Difficulty in finding a spouse is the same in all western countries. Many threads here have shown it. In days when parents arranged marriages for their children it was a different matter. But for "youth", left to their own devices to find a spouse, find it very difficult.
I do not see anything wrong with the concept of youth camps. It is a good way to bring young people together on a social level and is not a bad thing
per se. They are mixing with fellow Catholics which is a good way to find a Catholic spouse.
Your use of the word partner is a bit confusing to me. What do you mean by partner? In my country that word has come to mean a de-facto marriage. I presume, or at least hope, that by partner you mean a suitor. It sounds a bit like you are going on hearsay, although it also sounds that there is reason for concern.
Was this camp run in the name of SSPX or was it organised entirely independently as in young people getting together of their own accord?

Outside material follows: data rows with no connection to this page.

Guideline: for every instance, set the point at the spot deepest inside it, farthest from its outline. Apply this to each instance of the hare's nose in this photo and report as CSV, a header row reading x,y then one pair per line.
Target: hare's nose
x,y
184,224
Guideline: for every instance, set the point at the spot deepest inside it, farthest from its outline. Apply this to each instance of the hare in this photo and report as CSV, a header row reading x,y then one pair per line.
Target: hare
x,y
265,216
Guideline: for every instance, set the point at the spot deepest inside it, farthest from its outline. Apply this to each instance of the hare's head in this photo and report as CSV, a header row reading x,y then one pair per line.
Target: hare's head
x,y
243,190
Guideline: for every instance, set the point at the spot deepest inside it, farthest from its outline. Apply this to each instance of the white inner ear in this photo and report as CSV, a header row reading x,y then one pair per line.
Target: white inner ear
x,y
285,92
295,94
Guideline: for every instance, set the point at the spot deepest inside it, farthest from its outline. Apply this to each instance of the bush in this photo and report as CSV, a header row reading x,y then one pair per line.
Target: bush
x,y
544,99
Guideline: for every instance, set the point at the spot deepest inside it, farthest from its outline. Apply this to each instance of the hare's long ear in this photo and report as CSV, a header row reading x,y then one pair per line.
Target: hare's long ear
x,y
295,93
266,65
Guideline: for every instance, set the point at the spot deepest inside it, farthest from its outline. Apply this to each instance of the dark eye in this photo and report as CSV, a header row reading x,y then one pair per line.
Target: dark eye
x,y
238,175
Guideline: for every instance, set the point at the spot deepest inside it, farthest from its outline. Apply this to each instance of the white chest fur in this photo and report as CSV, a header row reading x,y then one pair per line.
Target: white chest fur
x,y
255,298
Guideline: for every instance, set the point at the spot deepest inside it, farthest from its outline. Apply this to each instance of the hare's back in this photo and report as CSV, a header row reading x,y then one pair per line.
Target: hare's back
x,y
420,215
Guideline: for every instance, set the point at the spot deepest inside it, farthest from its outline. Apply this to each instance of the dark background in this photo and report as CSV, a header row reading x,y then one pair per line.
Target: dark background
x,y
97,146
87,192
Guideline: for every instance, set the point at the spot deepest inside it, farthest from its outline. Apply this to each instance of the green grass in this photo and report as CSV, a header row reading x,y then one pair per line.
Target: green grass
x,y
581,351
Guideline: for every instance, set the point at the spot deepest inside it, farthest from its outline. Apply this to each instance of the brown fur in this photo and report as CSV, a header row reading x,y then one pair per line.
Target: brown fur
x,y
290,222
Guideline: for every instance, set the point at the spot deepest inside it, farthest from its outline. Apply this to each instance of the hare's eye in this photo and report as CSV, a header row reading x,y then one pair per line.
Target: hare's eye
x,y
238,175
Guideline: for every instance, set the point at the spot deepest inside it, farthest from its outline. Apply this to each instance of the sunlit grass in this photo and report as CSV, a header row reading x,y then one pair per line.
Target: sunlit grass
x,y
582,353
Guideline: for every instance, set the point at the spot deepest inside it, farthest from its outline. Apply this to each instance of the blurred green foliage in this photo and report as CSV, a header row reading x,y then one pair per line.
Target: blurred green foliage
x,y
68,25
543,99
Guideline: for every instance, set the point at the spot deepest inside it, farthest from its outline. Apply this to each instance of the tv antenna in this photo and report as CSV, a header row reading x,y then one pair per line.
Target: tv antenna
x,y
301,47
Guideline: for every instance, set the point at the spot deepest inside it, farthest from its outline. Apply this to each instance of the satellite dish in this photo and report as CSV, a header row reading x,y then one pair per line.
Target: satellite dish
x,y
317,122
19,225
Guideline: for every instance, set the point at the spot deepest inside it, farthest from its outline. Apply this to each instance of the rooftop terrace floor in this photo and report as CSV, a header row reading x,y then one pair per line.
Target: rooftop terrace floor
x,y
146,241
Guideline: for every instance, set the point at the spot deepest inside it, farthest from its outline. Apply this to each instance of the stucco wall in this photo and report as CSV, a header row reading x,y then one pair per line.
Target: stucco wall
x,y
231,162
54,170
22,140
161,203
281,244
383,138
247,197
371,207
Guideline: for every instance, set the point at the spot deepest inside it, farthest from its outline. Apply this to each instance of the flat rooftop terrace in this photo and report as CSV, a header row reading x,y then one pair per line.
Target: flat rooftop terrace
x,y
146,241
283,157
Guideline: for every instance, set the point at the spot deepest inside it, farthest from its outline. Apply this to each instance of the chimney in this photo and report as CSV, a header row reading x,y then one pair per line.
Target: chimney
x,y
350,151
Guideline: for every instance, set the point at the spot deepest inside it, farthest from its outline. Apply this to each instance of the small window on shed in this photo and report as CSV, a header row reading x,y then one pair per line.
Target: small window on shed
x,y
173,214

I wonder also how you define "youth".
One could decide on a marriage partner over the time span of a weekend. Though I was not "youth" when I met my spouse, I decided he was the man for me on our first meeting on one evening. This was confirmed over our <3 months courtship, and 35 years later I still think I made a good decision.
But the fact that "t
his young lady (had) a partner of many years" is a bad thing. If you can't decide in a short while whether or not marriage is going to eventuate, she seems to be not a good person to be organising a "youth" camp. Long relationships like this are rarely advisable.